Parents should help children with the diet they follow during and before exams for better performance. Below are some tips to remember.
Tests are an inevitable part of every student’s academic journey and cannot be avoided. During these testing times, eating regular, healthy meals and snacks will help your child stay nourished. Eating breakfast is an essential component of the diet. Skipping breakfast is detrimental, as long hours of fasting lead to a drop in blood sugar and this affects cognition and focus, which is imperative during exams.
If because of the nervous feeling, your child may gag and avoid eating, make sure he still takes the time to eat something. It is important to eat a healthy, heavy and filling breakfast before the exams. Their brain will need the energy from food to function efficiently, and eating before a test will ensure that your child’s mental focus stays on the test and not on their hunger.
A hungry child cannot concentrate on studies and loses focus. Attention is hampered and test performance decreases. Therefore, it is necessary for parents to ensure that their children enjoy their meals and snacks. Help your child develop a healthy relationship with food and eating, even as he or she is dealing with the stress of exams.

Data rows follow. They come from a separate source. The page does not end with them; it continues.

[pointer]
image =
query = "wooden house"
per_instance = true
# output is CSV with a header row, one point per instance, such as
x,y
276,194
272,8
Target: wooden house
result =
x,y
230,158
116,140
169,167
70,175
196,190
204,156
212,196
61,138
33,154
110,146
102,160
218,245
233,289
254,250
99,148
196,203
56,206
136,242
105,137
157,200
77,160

How a healthy diet can help you get high test scores?
There are certain types of foods that increase alertness, improve memory retention, and can increase your child’s energy levels and general well-being. Healthy food options on test day include protein-rich foods such as eggs, nuts, cottage cheese, and yogurt.
A good combination for breakfast might include whole grain cereal with low-fat milk, oatmeal, muesli or eggs and toast with jam. For Indians, vegetable-rich poha or porridge with nuts, fruits like bananas, apples, pears, papaya, chikoo can be given. Ragi/sooji idli or dosa can also be given. Dried fruits and nuts are also concentrated sources of energy and should be given.
Yogurt not only has a high protein content, but it is also a good probiotic and helps to maintain the intestinal flora, avoiding gastritis, bloating and discomfort. It is better to avoid carbohydrate-rich foods and fatty foods as they will induce sleepiness and cause gastritis. Nutritionists suggest the intake of oranges, bananas, apples and grapes and green leafy vegetables for students to reduce their stress.
Parents should help children with the diet they follow during and before exams for better performance. Here are some tips to remember:
- Keep hydrated. Dehydration leads to poor test performance and muscle fatigue
- Stick to small, frequent meals that are easy to digest
- Include protein-rich foods
- Avoid sugar and salt, as they are addictive and lead to fluid retention and weight gain.
- Avoid processed foods and packaged foods as they trigger cravings like pizza, burger, vada pav, samosa.
- avoid caffeine
- Avoid carbonated drinks and fruit juices. It is best to stick to fresh fruits instead of drinking fruit juices.
- Have fiber-rich foods that prevent indigestion and bloating.
- Bananas are a good source of energy and provide a complete meal. They can be taken just before exams to maintain blood sugar levels and prevent brain fog and chaos.
Healthy eating and eating habits start early in life and the family and school play a very important role in the development of healthy eating habits. Healthy eating patterns started early in life pave the way for good health. After all, it is not necessary to change healthy dietary habits during the exam. However, if eating habits are bad, it is necessary to introduce some discipline into eating habits. Remember… what you put in your mouth ultimately affects not only your health but also your career!